J’avais dit que j’étais fatiguée, que la grossesse me rendait sensible, que Julien avait beaucoup de pression.

Mon père m’avait écoutée sans m’interrompre.

Puis il avait sorti une enveloppe kraft de sa veste.

« Je ne veux pas te vexer », avait-il dit. « Je veux juste que tu ne sois jamais coincée. »

Je lui avais répondu que je n’avais besoin de rien.

Il avait souri tristement.

« Les femmes disent souvent ça au moment où elles ont le plus besoin qu’on les croie. »

Il m’avait expliqué qu’il avait mis de côté des copies de certains papiers, des factures, quelques relevés, et une lettre.

Il avait remarqué plus de choses que je ne l’imaginais.

Les sommes qui disparaissaient.

Les achats que Julien prétendait nécessaires.

Les petites humiliations glissées dans les repas de famille.

Les phrases de Monique qui faisaient rire tout le monde sauf moi.

Il n’avait pas parlé de plainte, ni de divorce, ni de grande décision.

Il avait seulement dit : « Si un jour tu dois prouver que tu n’inventes pas, tu sauras où regarder. »

Il avait caché l’enveloppe sous le panneau inférieur du berceau, dans un petit espace invisible quand le lit était monté.

Puis il était mort trois semaines plus tard.

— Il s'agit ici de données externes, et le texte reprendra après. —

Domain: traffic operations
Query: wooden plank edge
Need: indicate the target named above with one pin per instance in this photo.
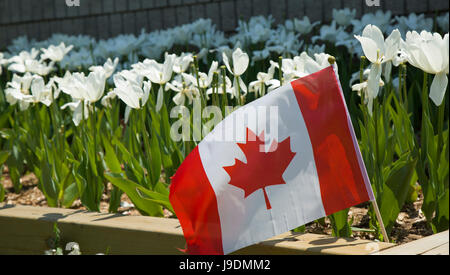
(419, 246)
(26, 230)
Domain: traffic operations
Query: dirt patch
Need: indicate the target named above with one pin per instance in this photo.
(410, 224)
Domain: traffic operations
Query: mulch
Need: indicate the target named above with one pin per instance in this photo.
(410, 224)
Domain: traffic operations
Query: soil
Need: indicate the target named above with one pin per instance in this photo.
(410, 224)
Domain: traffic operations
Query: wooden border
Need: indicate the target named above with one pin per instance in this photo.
(436, 244)
(26, 230)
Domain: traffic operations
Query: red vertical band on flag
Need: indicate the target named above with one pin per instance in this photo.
(195, 204)
(341, 181)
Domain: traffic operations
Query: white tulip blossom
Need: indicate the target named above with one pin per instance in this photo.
(304, 26)
(108, 68)
(443, 22)
(240, 65)
(378, 51)
(303, 65)
(18, 91)
(157, 73)
(131, 89)
(413, 22)
(26, 62)
(380, 19)
(184, 87)
(181, 63)
(264, 79)
(55, 53)
(41, 92)
(331, 33)
(240, 62)
(3, 62)
(430, 53)
(78, 107)
(361, 88)
(84, 88)
(204, 80)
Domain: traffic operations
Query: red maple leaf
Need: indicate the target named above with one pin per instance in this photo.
(262, 168)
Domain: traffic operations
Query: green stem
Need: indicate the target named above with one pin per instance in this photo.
(441, 112)
(405, 95)
(400, 84)
(377, 147)
(145, 137)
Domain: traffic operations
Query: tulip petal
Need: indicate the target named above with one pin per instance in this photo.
(387, 71)
(374, 33)
(240, 62)
(438, 88)
(227, 63)
(370, 48)
(373, 82)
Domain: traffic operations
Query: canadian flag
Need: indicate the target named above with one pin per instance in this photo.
(281, 170)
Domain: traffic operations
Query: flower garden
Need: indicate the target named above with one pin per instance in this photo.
(88, 117)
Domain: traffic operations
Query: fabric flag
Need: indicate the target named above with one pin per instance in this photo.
(282, 170)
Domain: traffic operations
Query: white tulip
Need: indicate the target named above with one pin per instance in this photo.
(185, 89)
(344, 16)
(77, 108)
(131, 93)
(108, 68)
(378, 51)
(40, 91)
(240, 62)
(181, 63)
(430, 53)
(55, 53)
(264, 79)
(80, 87)
(157, 73)
(304, 26)
(18, 91)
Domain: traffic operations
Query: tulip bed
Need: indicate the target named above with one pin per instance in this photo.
(99, 111)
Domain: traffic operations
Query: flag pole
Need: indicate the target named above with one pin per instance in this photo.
(380, 220)
(332, 61)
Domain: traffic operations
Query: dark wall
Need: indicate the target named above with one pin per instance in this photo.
(105, 18)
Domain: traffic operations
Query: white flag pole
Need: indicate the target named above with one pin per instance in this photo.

Et moi, prise par les rendez-vous, la fatigue, les examens, la chambre à préparer, j’avais presque oublié.

Presque.

Sur le brancard, j’ai demandé à l’infirmière de répondre à Sophie.

Mes doigts tremblaient trop.

Elle tint le téléphone devant moi.

Je dictai : « Ne donne cette enveloppe à personne. Garde-la. Et lis seulement la première page. »

La réponse arriva moins d’une minute après.

« Camille… je ne savais pas. »

Puis plus rien.

Pendant qu’on m’installait pour les examens, la police arriva à l’hôpital.

Un agent prit ma déclaration dans une petite pièce à côté du service, pendant qu’une sage-femme revenait régulièrement me dire ce qu’on savait du bébé.

Je parlais lentement.

Je donnais les heures.

8 h 17.

Le démontage.

La marche.

La phrase de Monique.

La camionnette qui part.

Le message de Julien.

L’agent écrivait tout.

Il demanda si la vidéo était accessible.

Je donnai le code à ma voisine par téléphone.

Elle entra chez moi avec l’accord des secours et récupéra l’enregistrement depuis l’application sur ma tablette restée près de l’entrée.